Barry is perhaps best known for the following sentence which often precedes some outrageous and humorous ‘fact’ – “I swear I am not making this up.”

Although I read Barry’s columns for several years, it was a book given to me by a young Mom, Vicki, which really made me a fan.

The year was 1989 and I was pregnant with my son. As her two boys were now beyond the stage of needing cribs and car seats, Vicki, gave me piles of gear. The real gem among the stuff was Dave’s book Babies and Other Hazards of Sex: How to Make a Tiny Person in Only 9 Months With Tools You Probably Have Around the Home (1984)

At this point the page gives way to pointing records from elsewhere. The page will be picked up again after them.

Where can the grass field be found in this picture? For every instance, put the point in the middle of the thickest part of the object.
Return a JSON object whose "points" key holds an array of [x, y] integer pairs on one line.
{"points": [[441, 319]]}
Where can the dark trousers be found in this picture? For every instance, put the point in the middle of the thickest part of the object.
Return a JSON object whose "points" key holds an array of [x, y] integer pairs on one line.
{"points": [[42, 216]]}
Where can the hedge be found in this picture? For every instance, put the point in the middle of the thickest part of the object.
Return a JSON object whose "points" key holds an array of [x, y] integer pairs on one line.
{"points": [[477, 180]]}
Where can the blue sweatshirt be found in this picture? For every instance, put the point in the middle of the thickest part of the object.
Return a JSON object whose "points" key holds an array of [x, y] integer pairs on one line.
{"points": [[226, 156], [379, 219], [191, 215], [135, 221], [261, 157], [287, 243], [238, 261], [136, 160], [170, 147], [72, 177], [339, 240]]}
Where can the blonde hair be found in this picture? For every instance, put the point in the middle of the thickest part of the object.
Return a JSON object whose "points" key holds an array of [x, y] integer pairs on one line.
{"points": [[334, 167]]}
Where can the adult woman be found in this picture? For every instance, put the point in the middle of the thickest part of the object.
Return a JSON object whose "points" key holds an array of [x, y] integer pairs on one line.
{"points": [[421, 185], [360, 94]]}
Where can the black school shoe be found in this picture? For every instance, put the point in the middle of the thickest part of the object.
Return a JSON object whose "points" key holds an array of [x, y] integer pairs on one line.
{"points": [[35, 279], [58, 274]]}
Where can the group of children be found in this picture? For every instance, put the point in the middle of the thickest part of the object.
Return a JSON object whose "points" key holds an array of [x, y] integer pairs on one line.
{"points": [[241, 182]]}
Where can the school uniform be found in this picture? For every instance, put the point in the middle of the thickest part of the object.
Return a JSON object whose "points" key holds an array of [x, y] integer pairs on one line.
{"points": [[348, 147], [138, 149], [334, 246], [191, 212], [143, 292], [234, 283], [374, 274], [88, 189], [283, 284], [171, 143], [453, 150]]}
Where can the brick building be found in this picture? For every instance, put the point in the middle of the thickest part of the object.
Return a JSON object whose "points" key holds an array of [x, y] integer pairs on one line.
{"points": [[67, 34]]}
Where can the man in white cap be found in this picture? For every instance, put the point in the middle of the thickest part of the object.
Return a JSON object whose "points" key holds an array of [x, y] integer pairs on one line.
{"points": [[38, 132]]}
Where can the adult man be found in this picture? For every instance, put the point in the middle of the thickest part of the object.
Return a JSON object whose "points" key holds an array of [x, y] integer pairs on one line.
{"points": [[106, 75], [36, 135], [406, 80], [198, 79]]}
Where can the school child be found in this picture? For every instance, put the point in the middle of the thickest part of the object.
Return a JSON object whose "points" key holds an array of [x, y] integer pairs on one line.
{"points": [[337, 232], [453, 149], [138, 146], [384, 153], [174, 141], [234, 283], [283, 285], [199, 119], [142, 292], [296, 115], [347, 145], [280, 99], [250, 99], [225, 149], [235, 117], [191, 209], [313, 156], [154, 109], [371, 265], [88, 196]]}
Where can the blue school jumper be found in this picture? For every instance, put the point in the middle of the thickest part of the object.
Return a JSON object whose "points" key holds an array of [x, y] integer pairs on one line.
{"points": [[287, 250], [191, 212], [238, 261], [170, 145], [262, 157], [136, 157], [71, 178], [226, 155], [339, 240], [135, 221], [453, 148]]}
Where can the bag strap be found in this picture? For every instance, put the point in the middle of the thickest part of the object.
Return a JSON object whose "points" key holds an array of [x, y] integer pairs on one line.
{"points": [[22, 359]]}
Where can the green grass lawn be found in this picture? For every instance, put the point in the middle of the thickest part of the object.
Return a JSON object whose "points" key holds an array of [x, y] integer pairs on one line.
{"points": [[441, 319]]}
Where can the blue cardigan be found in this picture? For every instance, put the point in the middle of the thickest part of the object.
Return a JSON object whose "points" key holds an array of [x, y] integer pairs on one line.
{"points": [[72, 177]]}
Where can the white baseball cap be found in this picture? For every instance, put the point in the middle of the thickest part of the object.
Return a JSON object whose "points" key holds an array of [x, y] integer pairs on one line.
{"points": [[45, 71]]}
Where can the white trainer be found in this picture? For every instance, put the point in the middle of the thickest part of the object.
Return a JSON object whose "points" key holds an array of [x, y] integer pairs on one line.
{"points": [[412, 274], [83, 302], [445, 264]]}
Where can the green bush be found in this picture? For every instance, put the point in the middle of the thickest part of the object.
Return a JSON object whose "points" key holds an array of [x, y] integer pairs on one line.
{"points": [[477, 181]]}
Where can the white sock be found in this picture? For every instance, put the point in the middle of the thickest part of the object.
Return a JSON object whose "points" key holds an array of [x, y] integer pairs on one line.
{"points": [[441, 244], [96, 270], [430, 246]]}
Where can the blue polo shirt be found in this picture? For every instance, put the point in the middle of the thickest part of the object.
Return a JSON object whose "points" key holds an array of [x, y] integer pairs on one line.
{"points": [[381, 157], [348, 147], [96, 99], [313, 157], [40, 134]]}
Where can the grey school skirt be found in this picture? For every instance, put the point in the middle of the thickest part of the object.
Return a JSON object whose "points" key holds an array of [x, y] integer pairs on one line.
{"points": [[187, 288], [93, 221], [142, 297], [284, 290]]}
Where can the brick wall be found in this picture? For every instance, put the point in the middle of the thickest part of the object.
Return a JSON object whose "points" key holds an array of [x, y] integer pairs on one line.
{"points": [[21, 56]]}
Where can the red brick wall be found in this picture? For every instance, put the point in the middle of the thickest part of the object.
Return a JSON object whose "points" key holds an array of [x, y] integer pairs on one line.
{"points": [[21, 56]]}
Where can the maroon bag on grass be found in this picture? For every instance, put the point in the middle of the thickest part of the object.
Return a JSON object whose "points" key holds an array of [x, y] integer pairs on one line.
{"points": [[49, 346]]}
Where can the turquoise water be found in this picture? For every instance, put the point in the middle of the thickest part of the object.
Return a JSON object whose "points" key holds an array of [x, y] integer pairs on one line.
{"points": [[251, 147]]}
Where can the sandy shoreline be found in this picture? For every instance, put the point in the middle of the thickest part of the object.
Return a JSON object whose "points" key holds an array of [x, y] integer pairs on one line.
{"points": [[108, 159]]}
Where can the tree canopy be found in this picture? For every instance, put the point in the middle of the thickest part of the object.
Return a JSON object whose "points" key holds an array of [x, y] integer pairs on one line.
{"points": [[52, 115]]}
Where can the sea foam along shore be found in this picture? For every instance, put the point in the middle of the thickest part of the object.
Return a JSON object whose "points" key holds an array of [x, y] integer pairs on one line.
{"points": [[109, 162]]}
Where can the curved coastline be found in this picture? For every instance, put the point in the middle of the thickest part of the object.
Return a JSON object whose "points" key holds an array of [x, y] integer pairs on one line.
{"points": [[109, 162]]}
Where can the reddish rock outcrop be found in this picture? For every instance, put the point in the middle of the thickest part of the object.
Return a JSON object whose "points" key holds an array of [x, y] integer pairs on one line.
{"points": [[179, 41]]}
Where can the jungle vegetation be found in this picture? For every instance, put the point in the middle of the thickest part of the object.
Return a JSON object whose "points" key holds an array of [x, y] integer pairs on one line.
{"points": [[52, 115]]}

In the course of incubating my own small human I had time to read the book. There was lots of humorous stuff between the pages and I laughed at much of it. At the time I thought he was exaggerating. It wasn’t until AFTER my son was born that I came to appreciate the truth in his whimsical look at parenthood and maybe, just maybe, he WASN’T making it up.

Of all the lines in the book (I’m paraphrasing) it was this one which I did not understand until sometime in 1990:

“The best time to feed your baby is just before the phone rings and right after you’ve gone to sleep.”

For anyone who’s been a parent you know exactly what that means… for the rest of you? Well, check out any one of his other books to brighten your day.